Wall Street’s expectations for the game were high prior to its launch, but the overwhelming success has resulted in some analysts rethinking their outlook for the game.
“We are increasing our unit estimate for ‘Black Ops’ to 19 million from 17 million and for [‘World of Warcraft:] Cataclysm’ to 5 million units from 4 million—together generating roughly $0.04-$0.05 in additional EPS,” said Colin Sebastian of Lazard Capital Markets. “However, slower-than-anticipated sell-through of other titles will likely cost Activision $0.01-$0.02.”
Like its predecessor, “Black Ops” came out of the gate strong. In its first five days on shelves, the game had sales of $650 million. Today’s milestone shows that the title has strong legs at retail—and Activision plans to support the game with downloadable content (DLC) to keep it popular among players.
“Modern Warfare 2” had two downloadable map packs, the first of which grossed nearly $37.5 million in the first week. Activision hasn’t announced any details of its plans for “Black Ops” DLC yet, but look for more than just two map packs this time.
“I think you can expect we’ll have more content available,” says Bobby Kotick, CEO of Activision-Blizzard.
While the “Call of Duty” series is still tailored to the core gamer, its growing success with the past several installments indicates the mass market is beginning to take interest in it as well. Activision is relying on that to help the franchise continue to grow.
“The reason ‘Black Ops’ has done so well is it’s more accessible as a game,” says Kotick. “The folks who are making these games are really thoughtful about incorporating user feedback into the game. Each successive iteration makes it more broadly appealing.”
Kotick says that much of the credit for the game’s success lies not so much in the content—although that is, of course, crucial—but in the impact the multiplayer element adds.
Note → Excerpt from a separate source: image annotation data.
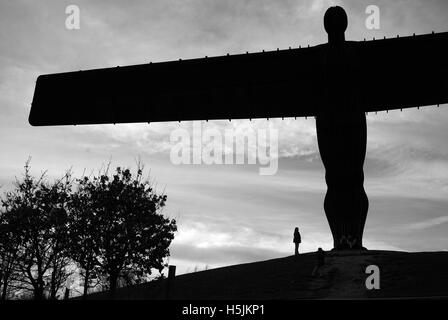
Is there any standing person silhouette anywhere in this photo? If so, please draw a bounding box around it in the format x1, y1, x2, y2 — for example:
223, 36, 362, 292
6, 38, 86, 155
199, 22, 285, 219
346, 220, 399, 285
293, 227, 302, 255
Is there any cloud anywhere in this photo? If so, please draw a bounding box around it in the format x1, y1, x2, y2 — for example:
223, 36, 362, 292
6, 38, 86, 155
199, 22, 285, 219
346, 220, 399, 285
402, 216, 448, 230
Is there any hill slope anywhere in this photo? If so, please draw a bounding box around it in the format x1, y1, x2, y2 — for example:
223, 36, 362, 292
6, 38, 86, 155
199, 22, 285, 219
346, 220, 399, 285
89, 251, 448, 300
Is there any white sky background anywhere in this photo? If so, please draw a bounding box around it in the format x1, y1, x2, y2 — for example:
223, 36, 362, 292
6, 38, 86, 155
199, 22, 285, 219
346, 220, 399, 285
0, 0, 448, 273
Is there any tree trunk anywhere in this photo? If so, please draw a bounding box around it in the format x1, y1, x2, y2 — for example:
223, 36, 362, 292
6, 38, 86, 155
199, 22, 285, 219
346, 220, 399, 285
0, 274, 9, 301
109, 273, 118, 299
82, 270, 90, 299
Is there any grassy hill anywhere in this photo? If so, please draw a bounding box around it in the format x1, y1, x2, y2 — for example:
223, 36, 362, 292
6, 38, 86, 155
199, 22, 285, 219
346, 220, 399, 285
84, 251, 448, 300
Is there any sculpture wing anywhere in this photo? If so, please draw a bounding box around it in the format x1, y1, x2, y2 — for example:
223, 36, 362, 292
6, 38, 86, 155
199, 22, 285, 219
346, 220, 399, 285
29, 47, 320, 126
355, 32, 448, 112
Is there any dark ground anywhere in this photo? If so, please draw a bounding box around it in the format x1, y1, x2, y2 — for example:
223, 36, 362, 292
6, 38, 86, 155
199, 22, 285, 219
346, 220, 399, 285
84, 251, 448, 300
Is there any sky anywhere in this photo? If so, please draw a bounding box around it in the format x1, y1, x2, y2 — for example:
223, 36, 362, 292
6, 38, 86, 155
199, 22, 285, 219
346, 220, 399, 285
0, 0, 448, 274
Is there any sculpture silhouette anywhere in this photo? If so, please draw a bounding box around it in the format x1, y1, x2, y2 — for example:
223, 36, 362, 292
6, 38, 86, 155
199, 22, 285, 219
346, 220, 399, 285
29, 7, 448, 249
316, 7, 369, 249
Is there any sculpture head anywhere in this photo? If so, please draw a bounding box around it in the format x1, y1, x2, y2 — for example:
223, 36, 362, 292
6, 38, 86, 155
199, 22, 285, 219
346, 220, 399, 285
324, 6, 348, 43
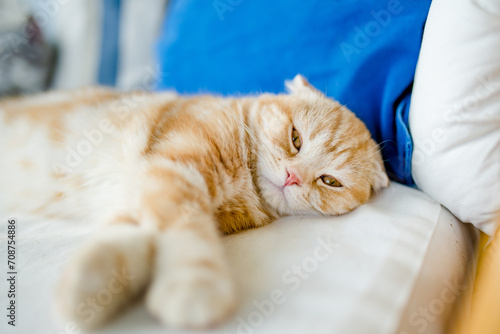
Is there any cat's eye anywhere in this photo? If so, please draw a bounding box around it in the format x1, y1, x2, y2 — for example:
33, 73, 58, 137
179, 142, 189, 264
292, 128, 302, 151
321, 175, 342, 188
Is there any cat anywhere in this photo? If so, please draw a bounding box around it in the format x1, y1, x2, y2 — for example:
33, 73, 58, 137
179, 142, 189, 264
0, 75, 389, 328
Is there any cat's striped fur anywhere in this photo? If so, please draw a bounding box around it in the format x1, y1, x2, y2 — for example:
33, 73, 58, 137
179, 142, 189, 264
0, 76, 389, 327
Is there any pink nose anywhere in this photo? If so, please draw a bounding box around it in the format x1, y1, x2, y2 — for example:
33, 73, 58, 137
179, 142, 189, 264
285, 170, 300, 187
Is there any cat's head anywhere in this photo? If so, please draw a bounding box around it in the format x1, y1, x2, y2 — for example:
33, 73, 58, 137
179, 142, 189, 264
252, 75, 389, 215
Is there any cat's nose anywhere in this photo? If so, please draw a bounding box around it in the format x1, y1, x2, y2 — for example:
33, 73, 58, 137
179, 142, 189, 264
285, 169, 300, 187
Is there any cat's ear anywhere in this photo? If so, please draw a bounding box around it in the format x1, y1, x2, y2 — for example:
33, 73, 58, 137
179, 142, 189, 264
285, 74, 324, 96
372, 162, 390, 192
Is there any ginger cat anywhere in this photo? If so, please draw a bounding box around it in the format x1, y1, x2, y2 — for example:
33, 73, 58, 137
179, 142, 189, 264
0, 75, 389, 328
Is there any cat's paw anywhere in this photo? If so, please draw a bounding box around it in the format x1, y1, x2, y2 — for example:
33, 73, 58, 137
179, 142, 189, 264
146, 268, 236, 329
56, 226, 154, 329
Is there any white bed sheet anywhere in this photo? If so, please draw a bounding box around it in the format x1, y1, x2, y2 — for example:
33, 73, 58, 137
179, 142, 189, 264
0, 183, 477, 334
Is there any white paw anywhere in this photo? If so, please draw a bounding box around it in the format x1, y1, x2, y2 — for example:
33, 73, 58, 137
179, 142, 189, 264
146, 268, 236, 328
56, 228, 152, 328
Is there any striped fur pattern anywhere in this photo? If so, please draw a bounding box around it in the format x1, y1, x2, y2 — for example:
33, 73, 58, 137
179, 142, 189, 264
0, 75, 389, 328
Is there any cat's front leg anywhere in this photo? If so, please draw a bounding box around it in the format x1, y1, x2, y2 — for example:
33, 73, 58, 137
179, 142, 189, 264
142, 163, 236, 328
56, 219, 155, 328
“It’s very social,” he says. “You get to talk and interact with other people and compete against your friends. Characteristics that resonate with people in Facebook are captured in ‘Call of Duty.’ What we’ve realized is there’s an unusual dynamic between the physical interaction (like using the controller), the social components and the production vales of the game. All of those things combined give you the definitive 21st Century media experience.”
Beyond the monetary milestone, “Black Ops” has also racked up some impressive engagement statistics. Since the game’s Nov. 9 launch, players have spent more than 600 million hours with the game. Put another way, this is the equivalent of over 68,000 years. Statistics from Microsoft indicate the average player logs on more than once a day and plays for more than one hour each time.
“There’s more peak concurrent players on ‘Call of Duty’ than there are people reading any newspaper in America,” says Kotick. “Look at the number of people watching Jay Leno, David Letterman and Jimmy Fallon and combine them. You still have more people playing ‘Call of Duty’ now.”